In an interview with a Texas newspaper, Director of National Intelligence J. Michael McConnell also disclosed that the number of people in the United States who are under surveillance by the nation’s spy services is “100 or less,” a figure he said showed that the government was not engaged in widespread spying on Americans.
His comments represent an exceedingly rare public description of one of the nation’s most closely guarded and controversial espionage operations. Many of the details he described -- such as the deliberations of the special intelligence court and the scope of the surveillance operation -- are usually considered classified.
McConnell was interviewed by the El Paso Times after addressing a border security conference in the city Aug. 14. On Wednesday, the newspaper posted a transcript of the interview on its website at www.elpasotimes.com/news/ci_6685679.
The Foreign Intelligence Surveillance Court’s adverse ruling earlier this year delivered a major blow to U.S. spying operations, McConnell said, even as intelligence analysts were expressing growing alarm that the Al Qaeda terrorist network was regrouping.
“We found ourselves in a position of actually losing ground,” he said.
McConnell said the ruling came during a routine review of the program by the court, commonly known as the FISA court because it was created by the Foreign Intelligence Surveillance Act.
Initially, he said, one of the judges on the 11-member panel supported the government’s position and ruled that individual warrants were not needed to intercept communication between two people overseas whose e-mails or calls happened to travel through data networks inside the United States.

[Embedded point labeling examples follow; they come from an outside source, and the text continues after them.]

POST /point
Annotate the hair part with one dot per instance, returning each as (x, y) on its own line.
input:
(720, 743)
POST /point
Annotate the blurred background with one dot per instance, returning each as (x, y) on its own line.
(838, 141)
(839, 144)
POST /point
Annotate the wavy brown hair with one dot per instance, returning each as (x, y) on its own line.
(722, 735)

But in a subsequent review, a second judge took a different position.
“The second judge looked at the same data and said, ‘Well, wait a minute. I interpret the law, which is the FISA law, differently,’ ” McConnell said.

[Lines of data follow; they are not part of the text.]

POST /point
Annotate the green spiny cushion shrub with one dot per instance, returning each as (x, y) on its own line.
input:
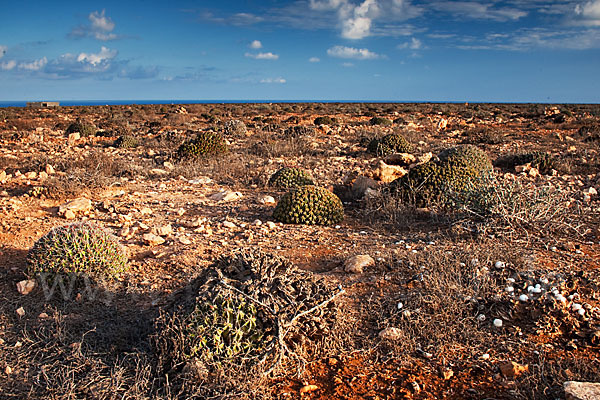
(310, 205)
(237, 313)
(326, 120)
(224, 325)
(84, 128)
(235, 127)
(380, 121)
(389, 144)
(453, 171)
(126, 142)
(288, 177)
(205, 144)
(77, 249)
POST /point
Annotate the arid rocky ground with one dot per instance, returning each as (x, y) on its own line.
(418, 324)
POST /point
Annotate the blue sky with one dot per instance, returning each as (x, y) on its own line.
(399, 50)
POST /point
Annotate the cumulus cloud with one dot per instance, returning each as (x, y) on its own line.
(353, 53)
(414, 44)
(255, 44)
(262, 56)
(95, 59)
(355, 20)
(100, 27)
(100, 65)
(273, 80)
(475, 10)
(34, 65)
(590, 12)
(8, 65)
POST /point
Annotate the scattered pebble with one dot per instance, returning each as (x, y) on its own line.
(523, 297)
(356, 264)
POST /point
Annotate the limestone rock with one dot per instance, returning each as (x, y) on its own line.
(266, 199)
(26, 286)
(229, 224)
(361, 185)
(73, 137)
(511, 369)
(69, 215)
(79, 205)
(387, 173)
(226, 195)
(164, 230)
(581, 390)
(390, 333)
(358, 263)
(400, 159)
(152, 240)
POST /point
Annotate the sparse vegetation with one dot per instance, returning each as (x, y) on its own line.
(448, 250)
(453, 170)
(77, 249)
(205, 144)
(389, 144)
(311, 205)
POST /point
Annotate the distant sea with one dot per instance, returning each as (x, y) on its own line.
(130, 102)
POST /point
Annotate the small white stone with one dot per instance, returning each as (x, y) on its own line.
(229, 224)
(271, 224)
(523, 297)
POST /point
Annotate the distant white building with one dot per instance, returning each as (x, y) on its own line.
(43, 104)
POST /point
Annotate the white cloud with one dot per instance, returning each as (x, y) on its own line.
(255, 44)
(590, 12)
(475, 10)
(8, 65)
(262, 56)
(356, 21)
(353, 53)
(414, 44)
(273, 80)
(95, 59)
(100, 27)
(326, 4)
(34, 65)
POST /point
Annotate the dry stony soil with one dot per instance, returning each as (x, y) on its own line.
(442, 276)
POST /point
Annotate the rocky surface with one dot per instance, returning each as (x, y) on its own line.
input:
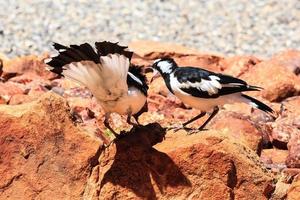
(54, 144)
(235, 27)
(43, 154)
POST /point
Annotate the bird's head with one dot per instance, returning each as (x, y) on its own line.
(164, 67)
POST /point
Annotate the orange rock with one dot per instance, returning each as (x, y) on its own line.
(21, 98)
(207, 165)
(238, 65)
(27, 64)
(293, 159)
(240, 127)
(11, 88)
(290, 59)
(276, 156)
(43, 154)
(294, 191)
(278, 83)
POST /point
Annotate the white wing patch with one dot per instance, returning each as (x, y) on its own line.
(210, 86)
(165, 66)
(107, 80)
(135, 78)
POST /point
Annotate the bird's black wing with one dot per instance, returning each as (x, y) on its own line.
(74, 53)
(137, 79)
(205, 84)
(104, 48)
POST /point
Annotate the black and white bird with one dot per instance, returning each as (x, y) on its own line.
(203, 89)
(118, 85)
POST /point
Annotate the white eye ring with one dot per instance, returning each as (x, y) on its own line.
(157, 60)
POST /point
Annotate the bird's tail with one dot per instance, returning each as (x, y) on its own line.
(105, 76)
(258, 104)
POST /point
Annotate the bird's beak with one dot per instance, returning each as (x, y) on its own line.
(155, 75)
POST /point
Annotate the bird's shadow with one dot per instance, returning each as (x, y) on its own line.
(137, 166)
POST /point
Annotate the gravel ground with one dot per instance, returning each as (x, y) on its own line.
(259, 27)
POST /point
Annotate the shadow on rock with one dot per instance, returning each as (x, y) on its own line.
(132, 166)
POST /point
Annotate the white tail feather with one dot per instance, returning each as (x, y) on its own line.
(107, 81)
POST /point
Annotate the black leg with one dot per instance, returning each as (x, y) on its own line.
(194, 119)
(129, 120)
(215, 111)
(106, 124)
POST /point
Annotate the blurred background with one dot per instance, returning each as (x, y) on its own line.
(259, 27)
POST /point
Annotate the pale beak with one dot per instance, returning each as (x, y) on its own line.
(155, 75)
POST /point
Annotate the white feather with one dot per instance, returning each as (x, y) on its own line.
(107, 81)
(211, 86)
(135, 78)
(165, 66)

The decision meant that the government had to get a court order to trace calls or e-mails that traveled on networks inside the United States, even if the parties at both ends were overseas.

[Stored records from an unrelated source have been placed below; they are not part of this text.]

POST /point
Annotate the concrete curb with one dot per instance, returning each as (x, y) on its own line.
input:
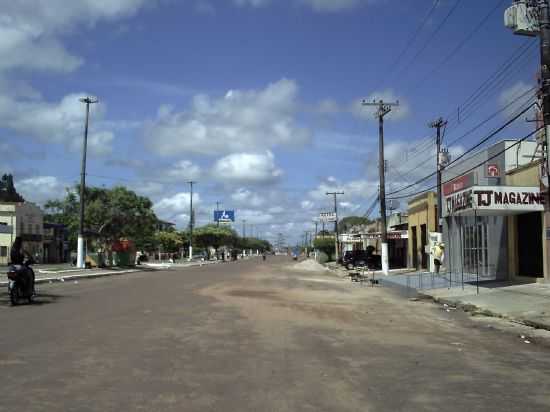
(61, 279)
(476, 310)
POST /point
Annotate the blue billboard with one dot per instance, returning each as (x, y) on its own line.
(224, 216)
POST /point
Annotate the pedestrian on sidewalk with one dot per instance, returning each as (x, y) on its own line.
(438, 252)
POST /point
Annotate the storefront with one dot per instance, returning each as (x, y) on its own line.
(493, 214)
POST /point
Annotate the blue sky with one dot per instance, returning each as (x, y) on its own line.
(257, 100)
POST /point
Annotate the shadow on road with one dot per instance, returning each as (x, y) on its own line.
(39, 300)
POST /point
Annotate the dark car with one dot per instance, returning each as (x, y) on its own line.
(355, 258)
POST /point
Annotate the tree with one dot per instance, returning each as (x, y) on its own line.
(348, 222)
(214, 236)
(325, 245)
(111, 214)
(169, 241)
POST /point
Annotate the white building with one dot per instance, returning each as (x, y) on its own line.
(25, 220)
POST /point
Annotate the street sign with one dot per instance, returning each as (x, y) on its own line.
(224, 216)
(327, 217)
(493, 170)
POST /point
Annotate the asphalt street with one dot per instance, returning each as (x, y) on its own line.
(254, 336)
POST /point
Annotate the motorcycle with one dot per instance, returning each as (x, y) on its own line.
(21, 282)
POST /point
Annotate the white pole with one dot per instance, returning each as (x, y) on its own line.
(385, 260)
(80, 263)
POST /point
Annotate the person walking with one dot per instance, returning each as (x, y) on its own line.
(438, 253)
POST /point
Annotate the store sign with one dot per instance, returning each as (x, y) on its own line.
(327, 217)
(493, 170)
(458, 184)
(350, 238)
(394, 235)
(496, 198)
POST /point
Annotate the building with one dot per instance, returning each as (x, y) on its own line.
(422, 220)
(55, 243)
(25, 220)
(493, 213)
(362, 236)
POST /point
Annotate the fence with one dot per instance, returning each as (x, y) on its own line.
(425, 280)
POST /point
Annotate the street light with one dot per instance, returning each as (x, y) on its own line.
(81, 257)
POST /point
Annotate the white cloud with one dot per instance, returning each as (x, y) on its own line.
(512, 94)
(320, 6)
(176, 207)
(183, 170)
(252, 3)
(246, 197)
(388, 96)
(352, 190)
(240, 121)
(306, 204)
(242, 168)
(30, 30)
(61, 122)
(332, 5)
(40, 189)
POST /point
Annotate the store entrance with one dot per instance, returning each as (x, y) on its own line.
(529, 226)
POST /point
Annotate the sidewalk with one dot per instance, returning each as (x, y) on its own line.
(62, 273)
(527, 303)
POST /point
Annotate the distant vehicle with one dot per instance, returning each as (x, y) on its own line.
(21, 282)
(355, 258)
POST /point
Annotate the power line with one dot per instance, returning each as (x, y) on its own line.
(472, 168)
(460, 45)
(491, 135)
(413, 38)
(434, 34)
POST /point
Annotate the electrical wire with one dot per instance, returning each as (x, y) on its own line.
(485, 139)
(472, 168)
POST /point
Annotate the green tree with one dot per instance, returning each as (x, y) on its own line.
(325, 245)
(214, 236)
(111, 214)
(348, 222)
(169, 241)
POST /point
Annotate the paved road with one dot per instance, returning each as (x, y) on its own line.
(249, 336)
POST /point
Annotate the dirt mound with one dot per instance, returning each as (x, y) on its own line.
(309, 265)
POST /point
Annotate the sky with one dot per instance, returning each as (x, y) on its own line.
(258, 101)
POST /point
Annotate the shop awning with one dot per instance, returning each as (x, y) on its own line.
(494, 201)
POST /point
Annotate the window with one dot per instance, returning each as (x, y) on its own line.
(474, 248)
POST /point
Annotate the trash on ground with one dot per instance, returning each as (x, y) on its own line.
(309, 266)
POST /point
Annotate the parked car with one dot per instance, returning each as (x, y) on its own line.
(354, 258)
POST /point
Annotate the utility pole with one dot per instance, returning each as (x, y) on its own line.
(383, 110)
(438, 124)
(217, 211)
(81, 253)
(337, 243)
(191, 218)
(532, 18)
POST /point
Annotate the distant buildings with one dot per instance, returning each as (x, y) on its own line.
(45, 242)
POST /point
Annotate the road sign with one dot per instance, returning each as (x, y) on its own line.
(327, 217)
(224, 216)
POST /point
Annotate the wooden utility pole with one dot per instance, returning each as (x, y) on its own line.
(383, 109)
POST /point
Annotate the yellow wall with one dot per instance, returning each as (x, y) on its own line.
(422, 211)
(524, 176)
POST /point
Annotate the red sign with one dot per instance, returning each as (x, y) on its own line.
(493, 170)
(458, 184)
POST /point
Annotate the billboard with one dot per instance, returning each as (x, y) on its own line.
(224, 216)
(327, 217)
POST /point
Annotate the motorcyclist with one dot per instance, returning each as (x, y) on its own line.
(17, 258)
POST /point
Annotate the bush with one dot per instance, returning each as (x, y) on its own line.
(322, 257)
(325, 245)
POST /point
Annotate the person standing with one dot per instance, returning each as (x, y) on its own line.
(438, 253)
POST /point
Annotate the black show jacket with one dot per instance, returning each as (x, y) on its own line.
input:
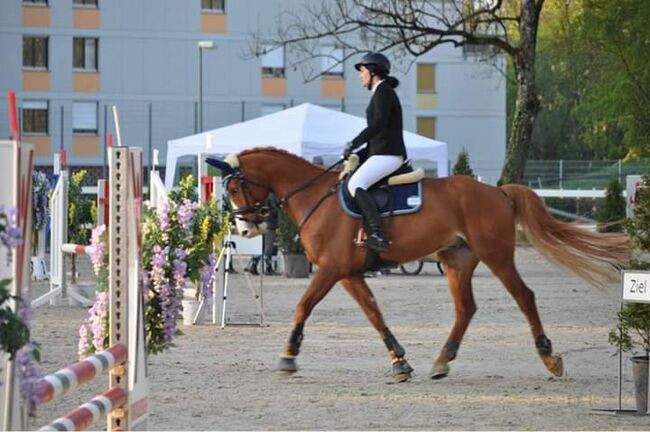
(384, 132)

The government obtained a temporary stay allowing it to continue intercepting e-mails and phone calls without individual warrants through May 31, McConnell said, as he began sounding alarms on Capitol Hill that a key piece of the nation’s counter-terrorism capabilities was about to be crippled.
Those warnings fueled a frantic, end-of-summer push in Congress to rewrite laws passed three decades ago, after U.S. intelligence agencies had been caught spying on student groups and other domestic targets. The emergency legislation, which is set to expire in six months, allowed the government to resume its eavesdropping operations without individual warrants.
But the changes, and the hurried atmosphere in which they were adopted, have prompted many Democrats to express misgivings about the revisions. They have pledged to revisit the issue next month after Congress returns from its August recess.
In defending the wiretapping program, McConnell went further than any public official has in describing its scope and the extent to which it sweeps up communications of people within U.S. borders.
“There’s a sense that we’re doing massive data mining,” he said, referring to the practice of searching for suspicious content by combing through calling data surrendered by telephone companies. “In fact, what we’re doing is surgical. A telephone number is surgical. So, if you know what number, you can select it out.”
McConnell’s statement suggests that the government, which has access to most major telecommunications networks inside the United States, pulls out for review only the contents connected to phone numbers that are already under suspicion for ties to terrorism or other foreign intelligence priorities.
Critics of the program have questioned whether that is indeed the case and what safeguards are protecting U.S. residents from abuse of privacy rights.
McConnell said the nation’s spy agencies obtained warrants any time they targeted someone inside U.S. borders. “It’s a manageable thing,” McConnell said. “On the U.S. persons side, it’s 100 or less.”
On the “foreign side,” he said, “it’s in the thousands.”
Because so many of these calls travel through networks in the United States, McConnell said, the FISA court ruling created a significant new burden: Putting together a FISA warrant required “about 200 man-hours to do one telephone number.”
McConnell said that he was generally satisfied with the revisions Congress passed but that he believed further changes were necessary to protect telecommunications companies from liability for sharing access to their networks with U.S. spy agencies -- particularly the National Security Agency, which eavesdrops on phone calls and e-mails around the globe.
McConnell rejected criticism that the Bush administration had used scare tactics to push for the FISA revisions or that he had misled congressional Democrats, who complained that he backed out of a deal on a more moderate legislative package.
Even as he disclosed new details about the espionage programs, McConnell made criticisms that the public debate has given Al Qaeda and other organizations insight into U.S. eavesdropping operations.
“The fact that we’re doing it this way means that some Americans are going to die,” he said. But because of the “claim, counterclaim, mistrust, suspicion” surrounding the program, he said, “the only way you could make any progress was to have this debate in an open way.”